Du musst dann einen Verlängerungsantrag stellen.
Dem fügst Du die ärztlichen Unterlagen über die Behinderungen bzw. Krankheiten bei, die bei der Erstbescheidung maßgeblich waren.
Bei Deinem Krebs kommt es auf die Heilungsbewährung nach der Strahlentherapie an.
Da Dein PSA-Wert derzeit 0,07 beträgt, kannst Du argumentieren, dass der PSA-Wert noch nicht unter der Nachweisgrenze gesunken ist, also somit noch keine Heilungsbewährung eingetreten ist.
Wichtig ist, dass der Grad der Behinderung mindestens 50% beträgt.
Widerspruch und Klage beim Sozialgericht haben für die Schwerbehinderteneigenschaft und den Grad der Behinderung bis zur rechtskräftigen Entscheidung aufschiebende Wirkung (§ 116 SBB IX).

Alles Gute 

Lothar

----------


## Reinhold2

Danke Dir, Lothar.
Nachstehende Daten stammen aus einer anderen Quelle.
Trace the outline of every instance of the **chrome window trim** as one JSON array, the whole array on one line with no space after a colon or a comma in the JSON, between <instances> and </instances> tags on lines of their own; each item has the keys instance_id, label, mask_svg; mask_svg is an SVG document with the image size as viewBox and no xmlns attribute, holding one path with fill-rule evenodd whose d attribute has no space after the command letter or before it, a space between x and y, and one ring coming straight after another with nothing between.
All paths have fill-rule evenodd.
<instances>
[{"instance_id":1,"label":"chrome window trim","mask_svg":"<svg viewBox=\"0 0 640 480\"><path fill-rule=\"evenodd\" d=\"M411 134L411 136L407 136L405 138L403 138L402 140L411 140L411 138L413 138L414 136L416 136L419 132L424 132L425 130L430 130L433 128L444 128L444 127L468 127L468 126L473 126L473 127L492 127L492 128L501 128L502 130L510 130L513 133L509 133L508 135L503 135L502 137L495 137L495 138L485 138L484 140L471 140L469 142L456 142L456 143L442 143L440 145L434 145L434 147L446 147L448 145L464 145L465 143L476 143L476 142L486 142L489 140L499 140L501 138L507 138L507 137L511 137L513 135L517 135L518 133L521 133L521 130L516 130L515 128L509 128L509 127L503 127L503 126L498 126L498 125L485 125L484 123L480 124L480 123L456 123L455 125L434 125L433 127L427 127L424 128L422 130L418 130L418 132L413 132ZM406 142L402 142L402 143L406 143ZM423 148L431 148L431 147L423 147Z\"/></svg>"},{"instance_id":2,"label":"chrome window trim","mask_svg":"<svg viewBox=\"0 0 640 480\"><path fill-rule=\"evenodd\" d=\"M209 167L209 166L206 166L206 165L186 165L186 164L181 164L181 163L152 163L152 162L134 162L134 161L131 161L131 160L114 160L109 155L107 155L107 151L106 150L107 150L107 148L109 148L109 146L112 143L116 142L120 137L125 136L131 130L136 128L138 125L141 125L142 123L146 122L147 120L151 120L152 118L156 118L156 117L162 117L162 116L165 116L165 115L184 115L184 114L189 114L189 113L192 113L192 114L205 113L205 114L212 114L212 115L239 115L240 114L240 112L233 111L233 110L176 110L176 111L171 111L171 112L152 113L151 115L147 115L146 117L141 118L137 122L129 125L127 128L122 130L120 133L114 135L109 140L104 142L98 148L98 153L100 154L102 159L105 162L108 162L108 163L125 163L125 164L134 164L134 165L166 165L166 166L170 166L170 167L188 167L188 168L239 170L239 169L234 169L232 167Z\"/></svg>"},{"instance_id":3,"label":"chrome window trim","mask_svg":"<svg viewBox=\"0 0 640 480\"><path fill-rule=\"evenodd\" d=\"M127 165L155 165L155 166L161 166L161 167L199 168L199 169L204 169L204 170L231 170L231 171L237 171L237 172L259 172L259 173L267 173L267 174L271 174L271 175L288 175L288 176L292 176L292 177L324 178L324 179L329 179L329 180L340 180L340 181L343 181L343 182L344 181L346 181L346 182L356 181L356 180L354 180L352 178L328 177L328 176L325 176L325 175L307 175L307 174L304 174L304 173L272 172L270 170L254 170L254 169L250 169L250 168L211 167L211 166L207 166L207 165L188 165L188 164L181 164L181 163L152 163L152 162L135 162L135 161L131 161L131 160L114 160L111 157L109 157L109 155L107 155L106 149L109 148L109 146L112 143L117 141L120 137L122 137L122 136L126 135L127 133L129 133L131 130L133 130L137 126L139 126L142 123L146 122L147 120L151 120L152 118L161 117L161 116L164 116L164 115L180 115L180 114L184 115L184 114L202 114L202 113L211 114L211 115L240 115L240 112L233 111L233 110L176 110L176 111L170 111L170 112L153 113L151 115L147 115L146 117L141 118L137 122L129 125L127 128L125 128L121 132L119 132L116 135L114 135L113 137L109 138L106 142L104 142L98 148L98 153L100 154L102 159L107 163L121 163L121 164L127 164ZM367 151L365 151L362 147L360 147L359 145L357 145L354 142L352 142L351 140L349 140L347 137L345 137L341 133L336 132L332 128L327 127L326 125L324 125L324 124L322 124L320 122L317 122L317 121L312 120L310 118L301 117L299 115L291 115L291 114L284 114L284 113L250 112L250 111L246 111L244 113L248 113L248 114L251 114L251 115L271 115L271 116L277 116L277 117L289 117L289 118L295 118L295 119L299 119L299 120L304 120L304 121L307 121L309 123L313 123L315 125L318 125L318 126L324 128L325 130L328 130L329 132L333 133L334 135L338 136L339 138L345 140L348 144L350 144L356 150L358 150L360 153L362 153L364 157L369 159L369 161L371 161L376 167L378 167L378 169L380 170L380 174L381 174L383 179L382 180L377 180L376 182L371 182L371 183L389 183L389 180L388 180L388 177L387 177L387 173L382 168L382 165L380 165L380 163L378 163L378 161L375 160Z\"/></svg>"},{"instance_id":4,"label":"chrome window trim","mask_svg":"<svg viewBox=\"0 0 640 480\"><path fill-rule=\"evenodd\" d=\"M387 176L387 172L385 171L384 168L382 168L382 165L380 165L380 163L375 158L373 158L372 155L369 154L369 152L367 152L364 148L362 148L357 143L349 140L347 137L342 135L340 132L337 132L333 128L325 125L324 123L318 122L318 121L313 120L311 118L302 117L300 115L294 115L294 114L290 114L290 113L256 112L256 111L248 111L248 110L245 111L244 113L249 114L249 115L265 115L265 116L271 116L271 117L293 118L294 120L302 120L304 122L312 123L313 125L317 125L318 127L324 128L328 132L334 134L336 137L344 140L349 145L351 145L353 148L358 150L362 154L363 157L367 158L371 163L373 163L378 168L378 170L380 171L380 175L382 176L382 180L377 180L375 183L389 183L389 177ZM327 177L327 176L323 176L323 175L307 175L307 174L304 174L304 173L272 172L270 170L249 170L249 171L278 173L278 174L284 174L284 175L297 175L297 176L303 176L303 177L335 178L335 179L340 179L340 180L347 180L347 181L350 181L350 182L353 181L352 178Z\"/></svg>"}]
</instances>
Hast mir sehr geholfen!
Gruß
R.

----------


## Lothar M

Hallo Reinhold,
hier noch ein nützlicher Link:

https://www.betanet.de/grad-der-behi...n.html?pdf=631

Tippfehler SBB = SGB Sozialgesetzbuch 

Lothar

----------


## Reinhold2

Hallo Lothar, 
Auch dafür vielen Dank!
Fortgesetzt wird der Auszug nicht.